I think of acting for you as a means to an end — the end being mostly charitable work. True?
“That is spot on. I think that has to do with the beginning of my career, when I looked at the situation and I realized that the actor I thought I was in my head was another actor altogether. Just the constraints of American life, of how we see each other, skin, looks, height, hair, all those things, and the amazing actress that was in my head was not the person in reality. So the person in reality got work and I used that to funnel all the other things I wanted to do. I wanted to help correct, help enhance educational opportunities for young people.”

You were raised in British Guyana on a sugar plantation?
“My father was the first black to run a sugar plantation in British Guyana. It was on the Demerara River [in eastern Guyana] of what was then known as British Guyana, which is known more for Jim Jones. ... I grew up in England ... came here when I was 20. I was in college in England then I decided I wanted to be an American actor while looking at British television and realizing there wasn’t room for me [there.] My father [her parents are Betsy Enid James Arnella and Ronald Urlington Pounder] went to Cornell [and CC went to neighboring Ithaca College] where they just happened to have” a theater program.
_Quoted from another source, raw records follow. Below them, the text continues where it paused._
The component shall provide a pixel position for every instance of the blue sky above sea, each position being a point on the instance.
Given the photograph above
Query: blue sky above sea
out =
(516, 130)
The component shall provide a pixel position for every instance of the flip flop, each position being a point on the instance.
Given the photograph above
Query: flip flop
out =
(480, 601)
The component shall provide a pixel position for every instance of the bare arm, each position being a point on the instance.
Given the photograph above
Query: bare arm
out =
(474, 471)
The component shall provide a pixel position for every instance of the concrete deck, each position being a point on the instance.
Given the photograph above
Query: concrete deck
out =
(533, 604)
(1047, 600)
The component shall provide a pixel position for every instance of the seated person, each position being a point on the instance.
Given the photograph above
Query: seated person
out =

Is your Artists for a New South Africa (an AIDS support group) still going?
“We’re almost at the tail end of it [but I am] now working with the African Millenium Foundation which takes care of orphans. It’s a much much smaller charity, but a little more hands on, and I’ve turned my focus to children, and taken care of AIDS orphans. There are 7,000 orphans in Mozambique, and I took on eight in one family. I’ve taken care of the family for six years [and] help others form artificial families [there]. I’m told that in Africa, that between AIDS [and wars] the population of orphans is the fastest growing community. In Mozambique, this one little area, 7,000, [and] they live on dung heaps

What’s your outlook on life in general?
“That I’m incredibly privileged and lucky to be married to an extraordinary man [Senegalese anthropologist Boubacar Kone] and when I finish work and go to such a different environment, that’s what helps me feel very level about my needs ... I get on a coach flight to Africa, get off the plane and don’t have to drive ten feet to appreciate the fact that it’s a very different world I live in. That’s probably the best way to describe me  --  that my feet are fully planted on the ground.”